3 livres contre l’oubli

Récit glaçant: Un féminicide en France, Sohane 17 ans, brûlée vive, A. Sugier et L. Weil-Curiel (Éd. Le Bord de l’Eau)

Expertises, procès-verbaux, procédures et témoignages des amies de la victime pour retracer la tragédie de Sohane, 17 ans, brûlée vive dans la banlieue parisienne par un bourreau auquel elle refusait d’obéir. Poignant.

Mémoire collective: 125 et des milliers, ouvrage collectif pensé et conçu par Sarah Barukh (Éd. Harper Collins)

Laure Bardina par Christine Orban. Johanna Lazzari par Julie Gayet.
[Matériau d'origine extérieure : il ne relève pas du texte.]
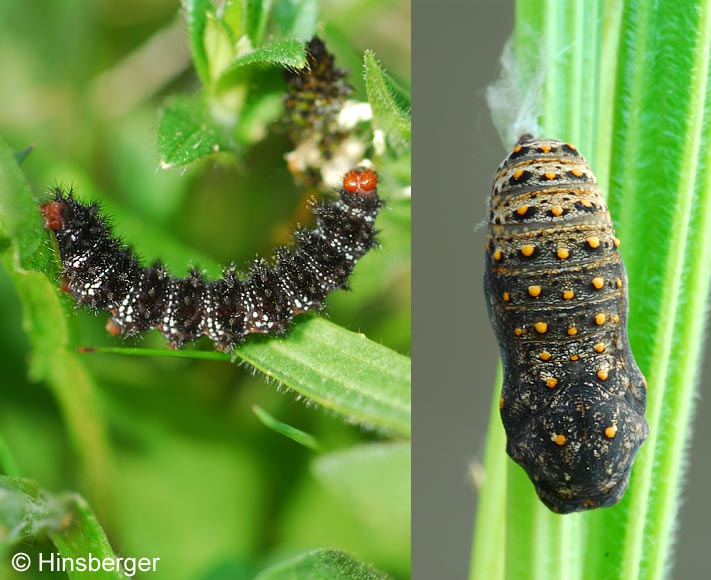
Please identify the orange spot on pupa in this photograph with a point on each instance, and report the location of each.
(528, 249)
(559, 439)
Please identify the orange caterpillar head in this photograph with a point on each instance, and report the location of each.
(360, 180)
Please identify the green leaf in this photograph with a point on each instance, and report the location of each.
(196, 12)
(219, 46)
(8, 465)
(296, 18)
(390, 104)
(45, 325)
(20, 156)
(373, 482)
(29, 513)
(257, 15)
(322, 565)
(292, 433)
(188, 132)
(287, 53)
(340, 370)
(233, 16)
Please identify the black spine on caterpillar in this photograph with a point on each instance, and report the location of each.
(573, 398)
(101, 272)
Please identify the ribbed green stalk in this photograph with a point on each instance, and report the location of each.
(629, 83)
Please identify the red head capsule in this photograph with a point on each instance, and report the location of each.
(52, 214)
(360, 180)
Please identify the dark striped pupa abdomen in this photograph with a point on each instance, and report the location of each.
(573, 398)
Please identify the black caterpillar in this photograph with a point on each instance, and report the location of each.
(573, 399)
(324, 144)
(101, 272)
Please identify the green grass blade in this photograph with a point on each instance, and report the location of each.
(629, 83)
(322, 565)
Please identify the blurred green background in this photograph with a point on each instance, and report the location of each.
(192, 475)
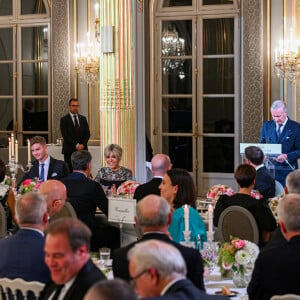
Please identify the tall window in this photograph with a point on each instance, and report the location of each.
(24, 68)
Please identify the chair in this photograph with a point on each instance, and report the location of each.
(279, 189)
(3, 222)
(12, 286)
(286, 297)
(66, 211)
(237, 221)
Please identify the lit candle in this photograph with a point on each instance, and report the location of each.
(17, 150)
(9, 149)
(210, 218)
(28, 151)
(186, 217)
(12, 145)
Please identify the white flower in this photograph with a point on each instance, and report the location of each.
(242, 257)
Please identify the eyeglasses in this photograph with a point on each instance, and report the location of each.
(133, 279)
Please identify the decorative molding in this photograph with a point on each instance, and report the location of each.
(252, 61)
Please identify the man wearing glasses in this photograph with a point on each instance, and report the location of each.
(284, 131)
(75, 132)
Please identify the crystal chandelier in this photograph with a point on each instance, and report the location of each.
(87, 56)
(287, 60)
(173, 46)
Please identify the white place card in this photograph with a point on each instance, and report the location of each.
(268, 149)
(121, 210)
Hélène Kahn par Aure Atika. Le concept de ce livre est efficace: une femme victime de féminicide est racontée par une actrice, une avocate ou une politicienne. En tout, 125 personnalités racontent autant de victimes, leur redonnant ainsi la voix.

Sororité historique: Féminicides, une histoire mondiale, dirigé par Christelle Taraud (Éd. La Découverte)

C’est un pavé de plus de 900 pages concocté et dirigé par l’historienne spécialiste des questions de genre et de sexualités Christelle Taraud. Un pavé qui dresse le sombre tableau des violences faites aux femmes à travers toutes les époques de l’histoire, dans une continuité effarante et effrayante. De quoi comprendre et mieux appréhender comment cette violence sexo-­spécifique séculaire s’inscrit au fil des périodes jusqu’à en être parfois banalisée.